Peretok Light: highlights of the Russian and global power sectors for October 29 - November 18
The period before and after November holidays in Russia was traditionally marked by a decline in business activity: in the course of three weeks, less than a dozen significant news happened in the domestic energy market. However, important events are reported. On November 14, at a meeting of the government commission on foreign investment, an intermediate point was set in a high-profile international deal. Russia agreed to take control of German Uniper by Finnish State Concern Fortum, which considers the takeover unfriendly. The scheme voiced by the authorities still raises questions among lawyers, but representatives of Uniper and Unipro, who previously actively commented on the process, now prefer not to discuss this issue with the media.
The key newsmaker of the first half of November was the Ministry of Energy. On November 12, a new deputy minister, Yevgeny Grabchak, met with journalists, explaining the agency’s position on a number of issues important to the energy sector. In particular, Mr. Grabchak spoke about the ministry’s proposal to allow foreign manufacturers to import large-capacity gas turbines into Russia in the next three years under the promise of exporting the same amount of equipment after localizing its production in the Russian Federation. The issue is extremely important in the framework of the all-Russian program of thermal power plants upgrade worth 1.9 trillion rubles. The proposal of the Ministry of Energy can significantly simplify the life of generators and, probably, will reduce the cost of updating the sector for which consumers pay. At the same time, the decision would jeopardize the project of Power Machines by Aleksey Mordashov, who promised to develop their own gas turbines from scratch and asking the state for a little more than 5 billion rubles.

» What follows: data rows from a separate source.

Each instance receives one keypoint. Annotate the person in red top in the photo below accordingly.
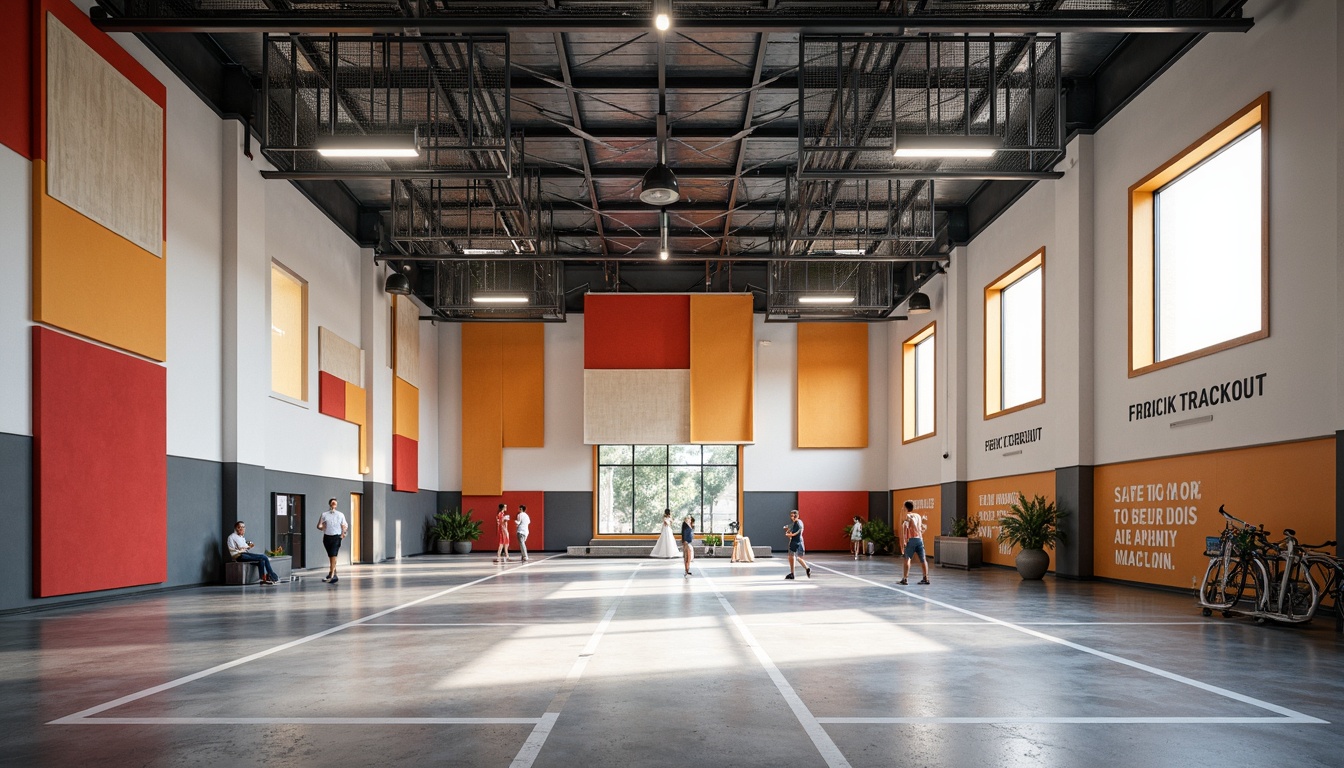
(501, 527)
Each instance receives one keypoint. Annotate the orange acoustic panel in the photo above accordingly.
(405, 409)
(523, 384)
(722, 369)
(483, 413)
(93, 281)
(832, 385)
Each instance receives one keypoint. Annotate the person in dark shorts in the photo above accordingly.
(333, 526)
(911, 535)
(796, 550)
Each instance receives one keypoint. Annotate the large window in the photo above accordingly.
(635, 483)
(1015, 338)
(1199, 246)
(918, 385)
(288, 334)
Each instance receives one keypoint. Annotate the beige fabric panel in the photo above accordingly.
(406, 339)
(637, 406)
(105, 141)
(339, 358)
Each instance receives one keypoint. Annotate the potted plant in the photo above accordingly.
(452, 531)
(1032, 525)
(280, 562)
(463, 530)
(961, 549)
(879, 537)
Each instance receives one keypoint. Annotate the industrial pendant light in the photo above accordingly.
(660, 186)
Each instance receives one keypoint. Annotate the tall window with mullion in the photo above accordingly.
(635, 483)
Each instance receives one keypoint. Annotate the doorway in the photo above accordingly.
(356, 549)
(288, 526)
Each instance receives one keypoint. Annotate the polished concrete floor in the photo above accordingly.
(453, 661)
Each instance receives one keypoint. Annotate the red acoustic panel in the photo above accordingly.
(16, 78)
(636, 331)
(331, 396)
(827, 513)
(484, 507)
(100, 466)
(405, 464)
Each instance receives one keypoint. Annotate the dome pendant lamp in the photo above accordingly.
(660, 186)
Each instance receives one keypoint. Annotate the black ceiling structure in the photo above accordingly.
(536, 121)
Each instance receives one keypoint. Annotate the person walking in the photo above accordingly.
(239, 549)
(522, 523)
(665, 546)
(688, 542)
(501, 530)
(796, 550)
(911, 535)
(333, 526)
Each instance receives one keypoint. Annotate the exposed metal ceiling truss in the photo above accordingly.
(538, 119)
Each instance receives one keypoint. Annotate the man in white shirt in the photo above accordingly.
(239, 549)
(522, 522)
(333, 526)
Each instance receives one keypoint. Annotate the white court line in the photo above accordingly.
(82, 716)
(1050, 720)
(535, 740)
(311, 721)
(811, 725)
(1289, 716)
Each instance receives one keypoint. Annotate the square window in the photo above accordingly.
(1199, 246)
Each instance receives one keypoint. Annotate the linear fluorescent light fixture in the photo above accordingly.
(500, 299)
(368, 145)
(953, 145)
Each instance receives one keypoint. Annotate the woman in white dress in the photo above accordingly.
(665, 546)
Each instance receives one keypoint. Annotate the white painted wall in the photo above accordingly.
(774, 463)
(15, 292)
(1292, 53)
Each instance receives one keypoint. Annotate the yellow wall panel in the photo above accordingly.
(722, 369)
(832, 385)
(483, 412)
(405, 409)
(523, 384)
(93, 281)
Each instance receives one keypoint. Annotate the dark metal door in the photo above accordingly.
(288, 525)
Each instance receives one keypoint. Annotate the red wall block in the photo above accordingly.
(405, 464)
(827, 513)
(331, 396)
(100, 466)
(626, 331)
(483, 511)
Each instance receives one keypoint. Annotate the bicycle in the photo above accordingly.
(1233, 568)
(1327, 572)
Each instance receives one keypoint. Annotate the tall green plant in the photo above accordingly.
(1032, 523)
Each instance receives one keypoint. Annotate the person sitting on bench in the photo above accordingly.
(238, 549)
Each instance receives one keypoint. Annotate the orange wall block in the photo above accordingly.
(832, 385)
(722, 369)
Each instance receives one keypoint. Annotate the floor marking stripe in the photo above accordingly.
(1289, 716)
(309, 721)
(1061, 720)
(535, 740)
(811, 725)
(82, 714)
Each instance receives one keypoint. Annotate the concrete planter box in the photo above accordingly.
(960, 552)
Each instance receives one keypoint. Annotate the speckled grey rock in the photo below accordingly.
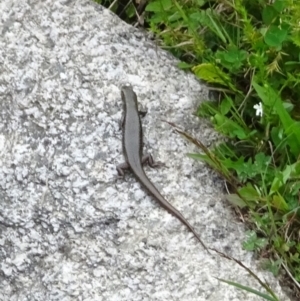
(70, 230)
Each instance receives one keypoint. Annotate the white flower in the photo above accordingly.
(258, 108)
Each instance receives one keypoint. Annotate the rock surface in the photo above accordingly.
(69, 229)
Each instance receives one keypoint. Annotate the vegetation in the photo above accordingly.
(249, 52)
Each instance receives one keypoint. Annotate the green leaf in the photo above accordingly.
(249, 193)
(275, 36)
(226, 105)
(291, 128)
(280, 5)
(212, 74)
(249, 289)
(269, 14)
(158, 6)
(279, 202)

Against this background, Silmash’s message looked very symptomatic: on the eve of Mr. Grabchak’s speech, the holding announced a “talent” contest to search for “breakthrough” solutions for the most complex component of gas turbines - blades. Silmash promises the winner a reward of 20% of confirmed annual economic effect.

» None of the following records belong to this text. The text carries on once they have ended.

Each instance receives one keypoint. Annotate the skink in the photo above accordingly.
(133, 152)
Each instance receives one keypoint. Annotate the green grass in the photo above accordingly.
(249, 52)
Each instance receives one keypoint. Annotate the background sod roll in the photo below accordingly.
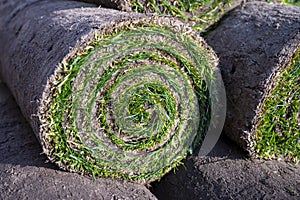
(107, 93)
(258, 45)
(201, 12)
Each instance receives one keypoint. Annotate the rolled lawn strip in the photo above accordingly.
(258, 45)
(107, 93)
(201, 13)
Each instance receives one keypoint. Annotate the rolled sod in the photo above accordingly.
(258, 45)
(107, 93)
(201, 13)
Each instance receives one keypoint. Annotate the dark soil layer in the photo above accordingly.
(25, 173)
(226, 173)
(254, 43)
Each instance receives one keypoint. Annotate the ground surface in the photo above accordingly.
(224, 174)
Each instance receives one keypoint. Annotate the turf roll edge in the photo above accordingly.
(199, 13)
(258, 45)
(107, 93)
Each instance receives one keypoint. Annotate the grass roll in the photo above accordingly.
(258, 45)
(107, 93)
(201, 13)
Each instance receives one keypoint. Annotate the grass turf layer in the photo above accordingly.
(278, 130)
(202, 12)
(131, 104)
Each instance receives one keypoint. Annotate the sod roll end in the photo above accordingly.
(258, 45)
(108, 93)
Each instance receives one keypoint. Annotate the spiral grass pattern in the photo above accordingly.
(132, 103)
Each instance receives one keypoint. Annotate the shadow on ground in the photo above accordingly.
(226, 173)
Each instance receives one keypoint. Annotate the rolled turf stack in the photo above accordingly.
(258, 45)
(199, 13)
(107, 93)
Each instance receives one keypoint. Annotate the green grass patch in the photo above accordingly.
(130, 92)
(278, 131)
(202, 12)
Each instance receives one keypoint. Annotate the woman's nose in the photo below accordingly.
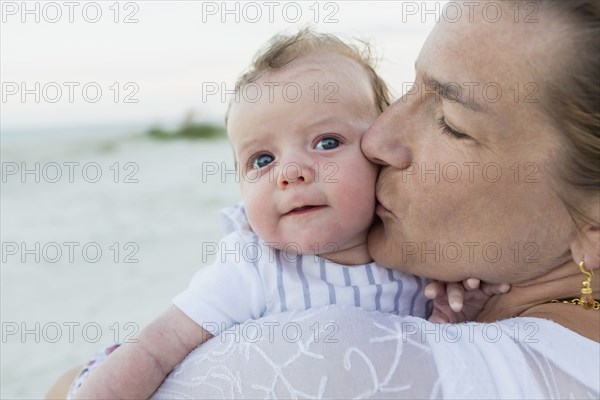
(292, 173)
(385, 142)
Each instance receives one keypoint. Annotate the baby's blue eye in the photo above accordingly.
(262, 161)
(327, 143)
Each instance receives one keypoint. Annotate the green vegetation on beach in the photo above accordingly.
(189, 130)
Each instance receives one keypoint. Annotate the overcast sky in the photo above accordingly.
(162, 54)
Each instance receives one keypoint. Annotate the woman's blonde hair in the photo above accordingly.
(572, 99)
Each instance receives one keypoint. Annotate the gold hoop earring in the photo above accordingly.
(586, 299)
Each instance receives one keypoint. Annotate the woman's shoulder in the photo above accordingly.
(348, 352)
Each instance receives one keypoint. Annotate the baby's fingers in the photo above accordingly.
(456, 296)
(494, 288)
(434, 290)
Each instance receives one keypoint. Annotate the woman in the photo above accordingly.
(489, 169)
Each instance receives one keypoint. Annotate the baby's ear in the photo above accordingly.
(586, 246)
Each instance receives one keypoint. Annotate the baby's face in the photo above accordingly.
(306, 185)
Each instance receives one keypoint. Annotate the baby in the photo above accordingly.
(300, 238)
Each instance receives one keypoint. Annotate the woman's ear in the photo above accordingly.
(586, 246)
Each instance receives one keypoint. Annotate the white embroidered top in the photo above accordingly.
(346, 352)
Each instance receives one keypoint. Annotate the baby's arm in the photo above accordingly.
(461, 301)
(135, 370)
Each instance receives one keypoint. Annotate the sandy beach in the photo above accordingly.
(89, 259)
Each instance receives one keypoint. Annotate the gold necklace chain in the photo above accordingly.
(577, 301)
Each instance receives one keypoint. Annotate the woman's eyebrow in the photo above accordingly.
(454, 92)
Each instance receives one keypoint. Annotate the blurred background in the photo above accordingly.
(114, 160)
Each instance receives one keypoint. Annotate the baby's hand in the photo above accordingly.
(462, 301)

Authorities continue to look for alternative ways of financing mobile gas turbine power plants (MGTPP), which are still based in the Crimea. A little more than 400 MW of reserve capacity is now paid at the rates of forced generation and cost consumers about 1.7 billion rubles a year. Initially, the Ministry of Energy proposed to give MGTPP the status of a federal reserve by reviewing the financing mechanism. Now the relevant ministry is discussing the idea of open competitive selection of capacities for the federal reserve, the volume of which can be limited to 150-200 MW. This option will further reduce consumer costs but unlikely to be of interest to FGC, which owns MGTPP.
Technopromexport will not be able to launch Udarnaya TPP on the Taman Peninsula in a timely manner, Evgeny Grabchak confirmed the market’s fears. The official reason is problems with the preparation of the gas supply scheme. Along with large gas turbines, Rostec subsidiary should install several low-power turbines at thermal power plants. The equipment configuration depends on the gas supply scheme, which Gazprom cannot agree for a long time. Therefore, Technopromexport cannot yet order small turbines, the delivery time of which is about 1.5 years.

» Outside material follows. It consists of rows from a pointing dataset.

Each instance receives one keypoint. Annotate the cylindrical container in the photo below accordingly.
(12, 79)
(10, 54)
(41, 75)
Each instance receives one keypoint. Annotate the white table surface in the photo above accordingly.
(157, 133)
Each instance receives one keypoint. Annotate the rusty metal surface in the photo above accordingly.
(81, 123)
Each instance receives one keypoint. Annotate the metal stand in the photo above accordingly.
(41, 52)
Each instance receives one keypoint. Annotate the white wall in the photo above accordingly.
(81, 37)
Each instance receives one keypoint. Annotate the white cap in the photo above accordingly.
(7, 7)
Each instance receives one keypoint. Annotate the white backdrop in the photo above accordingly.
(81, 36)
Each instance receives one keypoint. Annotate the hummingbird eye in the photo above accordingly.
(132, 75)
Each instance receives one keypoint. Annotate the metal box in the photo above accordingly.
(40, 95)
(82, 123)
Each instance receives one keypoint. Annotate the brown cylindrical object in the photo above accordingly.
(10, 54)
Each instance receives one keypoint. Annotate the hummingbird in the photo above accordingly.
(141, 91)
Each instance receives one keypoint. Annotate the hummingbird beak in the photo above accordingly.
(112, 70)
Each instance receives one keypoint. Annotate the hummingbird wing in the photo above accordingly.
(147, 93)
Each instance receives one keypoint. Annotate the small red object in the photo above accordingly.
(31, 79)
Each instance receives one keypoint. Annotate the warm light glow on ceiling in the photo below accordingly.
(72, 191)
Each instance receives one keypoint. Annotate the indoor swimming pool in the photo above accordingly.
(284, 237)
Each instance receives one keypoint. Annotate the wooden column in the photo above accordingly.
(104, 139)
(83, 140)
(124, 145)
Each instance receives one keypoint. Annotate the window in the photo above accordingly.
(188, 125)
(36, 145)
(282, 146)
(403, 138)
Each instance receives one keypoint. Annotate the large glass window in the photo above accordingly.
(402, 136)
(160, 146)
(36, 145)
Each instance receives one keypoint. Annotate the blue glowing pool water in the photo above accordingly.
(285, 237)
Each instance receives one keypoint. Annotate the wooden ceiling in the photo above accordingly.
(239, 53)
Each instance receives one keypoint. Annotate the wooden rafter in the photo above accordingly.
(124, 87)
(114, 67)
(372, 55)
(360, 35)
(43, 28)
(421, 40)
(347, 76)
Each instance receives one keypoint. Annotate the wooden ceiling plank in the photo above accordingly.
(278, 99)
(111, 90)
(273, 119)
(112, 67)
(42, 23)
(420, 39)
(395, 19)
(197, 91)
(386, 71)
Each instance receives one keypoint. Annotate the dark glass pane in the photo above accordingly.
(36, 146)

Authorities continue to discuss behind the scenarios the reform of network tariffs. Regulators promise from the summer that the required amendments to legislation and by-laws will be adopted before the end of the year. But for now, officials are only voicing ever new parameters for possible changes. In early October, Pavel Snikkars, director of the Department of Electricity Development of the Ministry of Energy, said that FGC tariff could be increased by 50% within three years, although earlier the authorities had planned to “differentiate” the main tariff for seven years. In the author’s article, ministerial journal “Energy Policy” (published November 13), the Deputy Head of the Ministry of Energy, Yuri Manevich, said that with the introduction of fees for network reserves, the reduction coefficient for utilities and hazardous facilities could be 0.5, whereas 0.7 and 0.55 options had previously been discussed.
The Baltic States continue systematic preparations for breakdown of BRELL energy system - Latvia, Lithuania and Estonia plan to synchronize their energy systems with the European Union. The project, worth more than 1 billion euros, is 75% funded by the EU and should be implemented by 2025. But this year, the Baltic States significantly increased imports of Russian electricity and, together with Inter RAO, is looking for ways to maintain supplies from the Russian Federation after commissioning of Belarusian NPP, which Lithuania considers unsafe.